Anadolu coğrafyasının düğüm noktasında bulunması ve bir İpekyolu kavşağı olmasının Erzurum'u her dönem çevre kültürlerle ilişki kuran önemli merkez yaptığnı söyleyen Özkan, şu değerlendirmede bulundu:
"Erzurum'un bir Türk-İslam kültürü öncesi yerleşimi, bir de 1071 sonrası Türk-İslam fetihleriyle değişen kimliği söz konusudur. Son zamanlarda bölgede özellikle Erzurum çevresinde yapılan araştırmalarda yine çok ilginç bir kültürel değer olarak koç ve koyun tarzında yapılmış olan mezar taşları sık sık bulunmaya başlandı. Son günlerde Narman ve çevresindeki mezarlıklarda bulunan koç ve koyun şeklindeki mezar taşları hem Türk sanatı hem de Türk sanatı öncesi Hristiyan kültürü açısından ilginç bir etkileşimi ortaya koyuyor. Aslında koç ve koyunlar bizim Orta Asya'dan Anadolu'ya taşıdığımız bir mezar kültürümüzün parçalarıdır."

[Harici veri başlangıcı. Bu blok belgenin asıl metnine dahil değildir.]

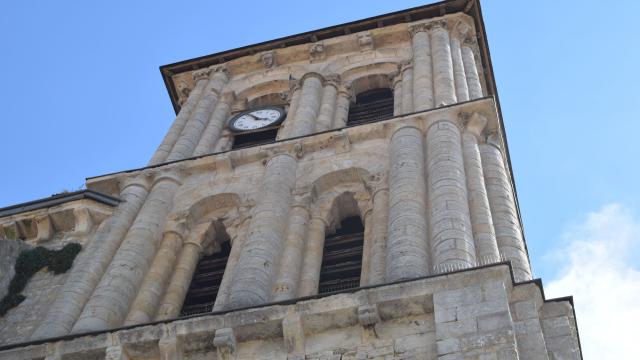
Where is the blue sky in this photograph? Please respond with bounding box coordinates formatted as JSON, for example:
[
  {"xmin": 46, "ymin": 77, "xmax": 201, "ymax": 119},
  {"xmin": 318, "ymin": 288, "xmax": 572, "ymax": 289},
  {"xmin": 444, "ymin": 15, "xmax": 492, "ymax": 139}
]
[{"xmin": 0, "ymin": 0, "xmax": 640, "ymax": 358}]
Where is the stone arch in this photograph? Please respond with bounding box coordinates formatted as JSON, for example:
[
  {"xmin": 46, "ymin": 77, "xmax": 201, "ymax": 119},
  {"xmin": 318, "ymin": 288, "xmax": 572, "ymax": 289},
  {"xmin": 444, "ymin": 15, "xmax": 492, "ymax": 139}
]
[
  {"xmin": 311, "ymin": 168, "xmax": 371, "ymax": 232},
  {"xmin": 236, "ymin": 78, "xmax": 290, "ymax": 106}
]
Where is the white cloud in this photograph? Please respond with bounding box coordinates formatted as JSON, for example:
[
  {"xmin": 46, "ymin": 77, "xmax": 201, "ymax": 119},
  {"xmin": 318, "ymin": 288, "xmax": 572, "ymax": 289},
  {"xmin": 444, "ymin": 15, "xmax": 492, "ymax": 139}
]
[{"xmin": 545, "ymin": 204, "xmax": 640, "ymax": 360}]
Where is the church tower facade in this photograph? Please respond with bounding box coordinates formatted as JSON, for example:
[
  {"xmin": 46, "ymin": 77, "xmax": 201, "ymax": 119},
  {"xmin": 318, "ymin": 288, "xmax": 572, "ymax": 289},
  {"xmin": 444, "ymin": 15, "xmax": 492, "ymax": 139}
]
[{"xmin": 0, "ymin": 0, "xmax": 581, "ymax": 360}]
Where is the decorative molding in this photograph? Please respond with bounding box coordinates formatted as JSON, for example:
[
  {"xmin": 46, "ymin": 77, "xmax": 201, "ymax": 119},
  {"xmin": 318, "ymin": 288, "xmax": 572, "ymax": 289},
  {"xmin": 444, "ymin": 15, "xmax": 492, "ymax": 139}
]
[
  {"xmin": 260, "ymin": 50, "xmax": 278, "ymax": 69},
  {"xmin": 356, "ymin": 31, "xmax": 374, "ymax": 51}
]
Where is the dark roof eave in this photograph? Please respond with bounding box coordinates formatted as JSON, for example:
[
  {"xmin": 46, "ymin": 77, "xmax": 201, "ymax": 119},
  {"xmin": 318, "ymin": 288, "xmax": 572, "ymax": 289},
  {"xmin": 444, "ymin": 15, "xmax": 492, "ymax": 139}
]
[
  {"xmin": 160, "ymin": 0, "xmax": 477, "ymax": 114},
  {"xmin": 0, "ymin": 190, "xmax": 120, "ymax": 218}
]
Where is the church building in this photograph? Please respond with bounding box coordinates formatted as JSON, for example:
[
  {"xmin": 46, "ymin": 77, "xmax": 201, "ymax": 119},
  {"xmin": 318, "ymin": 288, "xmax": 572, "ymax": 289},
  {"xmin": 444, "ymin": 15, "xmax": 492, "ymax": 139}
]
[{"xmin": 0, "ymin": 0, "xmax": 582, "ymax": 360}]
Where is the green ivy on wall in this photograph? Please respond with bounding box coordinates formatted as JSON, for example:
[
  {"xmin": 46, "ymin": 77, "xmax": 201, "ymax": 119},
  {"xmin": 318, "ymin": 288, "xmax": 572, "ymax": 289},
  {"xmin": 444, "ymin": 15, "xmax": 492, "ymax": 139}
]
[{"xmin": 0, "ymin": 244, "xmax": 82, "ymax": 317}]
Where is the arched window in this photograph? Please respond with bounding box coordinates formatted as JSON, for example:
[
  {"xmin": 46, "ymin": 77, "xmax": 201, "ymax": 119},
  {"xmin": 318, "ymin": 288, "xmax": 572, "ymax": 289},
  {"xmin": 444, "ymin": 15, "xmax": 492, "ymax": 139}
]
[
  {"xmin": 180, "ymin": 240, "xmax": 231, "ymax": 316},
  {"xmin": 347, "ymin": 88, "xmax": 393, "ymax": 126},
  {"xmin": 318, "ymin": 216, "xmax": 364, "ymax": 294}
]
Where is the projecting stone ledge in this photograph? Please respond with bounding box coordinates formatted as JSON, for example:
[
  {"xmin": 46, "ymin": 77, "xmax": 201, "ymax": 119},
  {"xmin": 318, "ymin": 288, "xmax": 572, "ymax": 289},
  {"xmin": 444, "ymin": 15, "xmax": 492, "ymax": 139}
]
[{"xmin": 0, "ymin": 263, "xmax": 580, "ymax": 360}]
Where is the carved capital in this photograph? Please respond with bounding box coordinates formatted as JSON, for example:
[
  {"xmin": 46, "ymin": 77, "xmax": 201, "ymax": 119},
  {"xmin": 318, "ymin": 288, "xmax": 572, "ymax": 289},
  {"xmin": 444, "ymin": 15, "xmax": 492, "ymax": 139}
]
[
  {"xmin": 324, "ymin": 74, "xmax": 340, "ymax": 89},
  {"xmin": 192, "ymin": 68, "xmax": 211, "ymax": 82},
  {"xmin": 260, "ymin": 50, "xmax": 278, "ymax": 69},
  {"xmin": 309, "ymin": 42, "xmax": 326, "ymax": 62},
  {"xmin": 464, "ymin": 34, "xmax": 478, "ymax": 47},
  {"xmin": 409, "ymin": 23, "xmax": 429, "ymax": 37},
  {"xmin": 454, "ymin": 21, "xmax": 471, "ymax": 39},
  {"xmin": 300, "ymin": 72, "xmax": 324, "ymax": 86},
  {"xmin": 356, "ymin": 31, "xmax": 373, "ymax": 51}
]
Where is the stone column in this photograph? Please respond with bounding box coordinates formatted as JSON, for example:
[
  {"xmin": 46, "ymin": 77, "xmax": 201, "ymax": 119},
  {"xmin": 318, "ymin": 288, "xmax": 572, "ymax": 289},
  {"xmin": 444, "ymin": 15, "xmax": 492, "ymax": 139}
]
[
  {"xmin": 291, "ymin": 73, "xmax": 323, "ymax": 137},
  {"xmin": 298, "ymin": 216, "xmax": 328, "ymax": 297},
  {"xmin": 167, "ymin": 67, "xmax": 229, "ymax": 161},
  {"xmin": 427, "ymin": 118, "xmax": 476, "ymax": 273},
  {"xmin": 364, "ymin": 183, "xmax": 389, "ymax": 285},
  {"xmin": 277, "ymin": 81, "xmax": 302, "ymax": 140},
  {"xmin": 333, "ymin": 85, "xmax": 351, "ymax": 129},
  {"xmin": 124, "ymin": 219, "xmax": 185, "ymax": 326},
  {"xmin": 316, "ymin": 75, "xmax": 340, "ymax": 132},
  {"xmin": 480, "ymin": 134, "xmax": 531, "ymax": 281},
  {"xmin": 391, "ymin": 73, "xmax": 402, "ymax": 116},
  {"xmin": 462, "ymin": 35, "xmax": 484, "ymax": 100},
  {"xmin": 462, "ymin": 113, "xmax": 500, "ymax": 265},
  {"xmin": 386, "ymin": 126, "xmax": 429, "ymax": 282},
  {"xmin": 31, "ymin": 175, "xmax": 148, "ymax": 340},
  {"xmin": 213, "ymin": 220, "xmax": 247, "ymax": 311},
  {"xmin": 72, "ymin": 171, "xmax": 181, "ymax": 333},
  {"xmin": 227, "ymin": 153, "xmax": 302, "ymax": 308},
  {"xmin": 401, "ymin": 62, "xmax": 413, "ymax": 114},
  {"xmin": 273, "ymin": 195, "xmax": 311, "ymax": 301},
  {"xmin": 148, "ymin": 69, "xmax": 210, "ymax": 166},
  {"xmin": 451, "ymin": 22, "xmax": 469, "ymax": 102},
  {"xmin": 410, "ymin": 23, "xmax": 433, "ymax": 111},
  {"xmin": 193, "ymin": 92, "xmax": 235, "ymax": 156},
  {"xmin": 429, "ymin": 20, "xmax": 456, "ymax": 107},
  {"xmin": 156, "ymin": 238, "xmax": 203, "ymax": 321}
]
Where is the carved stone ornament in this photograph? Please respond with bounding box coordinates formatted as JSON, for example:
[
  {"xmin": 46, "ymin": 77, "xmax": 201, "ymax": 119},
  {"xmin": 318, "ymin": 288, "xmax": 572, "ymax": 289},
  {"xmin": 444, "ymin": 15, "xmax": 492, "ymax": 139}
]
[
  {"xmin": 260, "ymin": 51, "xmax": 277, "ymax": 69},
  {"xmin": 409, "ymin": 23, "xmax": 428, "ymax": 37},
  {"xmin": 324, "ymin": 74, "xmax": 340, "ymax": 89},
  {"xmin": 356, "ymin": 31, "xmax": 373, "ymax": 51},
  {"xmin": 455, "ymin": 21, "xmax": 471, "ymax": 39},
  {"xmin": 309, "ymin": 42, "xmax": 325, "ymax": 62},
  {"xmin": 192, "ymin": 68, "xmax": 211, "ymax": 82}
]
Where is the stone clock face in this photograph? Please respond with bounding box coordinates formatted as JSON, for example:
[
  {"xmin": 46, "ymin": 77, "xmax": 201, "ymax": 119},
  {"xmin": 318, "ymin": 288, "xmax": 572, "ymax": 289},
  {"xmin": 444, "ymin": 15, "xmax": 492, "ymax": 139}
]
[{"xmin": 229, "ymin": 106, "xmax": 284, "ymax": 132}]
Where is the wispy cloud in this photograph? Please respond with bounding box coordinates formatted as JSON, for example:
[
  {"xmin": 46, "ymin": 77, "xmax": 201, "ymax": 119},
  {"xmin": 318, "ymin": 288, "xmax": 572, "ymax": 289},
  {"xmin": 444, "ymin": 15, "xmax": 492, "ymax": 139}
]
[{"xmin": 545, "ymin": 204, "xmax": 640, "ymax": 359}]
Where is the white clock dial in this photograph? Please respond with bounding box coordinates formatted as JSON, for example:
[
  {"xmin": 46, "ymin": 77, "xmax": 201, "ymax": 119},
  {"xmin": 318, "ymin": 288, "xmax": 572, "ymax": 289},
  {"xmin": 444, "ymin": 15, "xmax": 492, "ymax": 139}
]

- "Mezar taşları, Hristiyan Türkler tarafından yapıldı"
Özkan, bu nedenle Erzurum, Erzincan, Tunceli, Iğdır ve Kars çevresinde çok sık şekilde koç, koyun ve at şeklinde yapılmış mezar taşlarının görüldüğünü ifade ederek, bu yapıların Türk mezar kültürünün çok önemli belgeleri olduğunu ifade etti.
Bu mezar kalıntılarının Anadolu'daki Türk izlerinin de mühürleri ve damgaları olduğunu kaydeden Özkan, şunlara aktardı:
"Erzurum çevresinde bulunan koç ve koyun heykellerinin kuyruk kısımlarında haç motiflerinin bulunması, bunların bu bölgedeki Hristiyan Türkler tarafından yapılmış mezar taşları olarakta kayıtlara geçmesine vesile olmuştur. Aidiyetlik olarak bunları da Orta Asya'ya götürüp, buradan gelen kültürlerin Anadolu'ya taşıdıkları Türk sanatının etkileri olarak değerlendiriyoruz. Bölgedeki kalıntılarda Kıpçaklar, Hazarlar ile Bizans arasındaki münasebetler sonucu Hristiyan kültürü ve Türk sanatı arasındaki etkileşimler ortaya çıkıyor. Biz her ne kadar Türk sanatı çizgisini Orta Asya'dan Anadolu'ya taşırken İslamiyeti kabul ettikten sonraki kültürü, eserleri üzerinden sürdürsek de Hıristiyanlığı kabul eden Türkler de var."
Özkan, bölgede müzelik değerlere sahip kalıntıların koruma altına alınarak, Anadolu'nun kültürel zenginliğinin gelen kişilere tanıtılmasının ciddi hizmet olacağını sözlerine ekledi.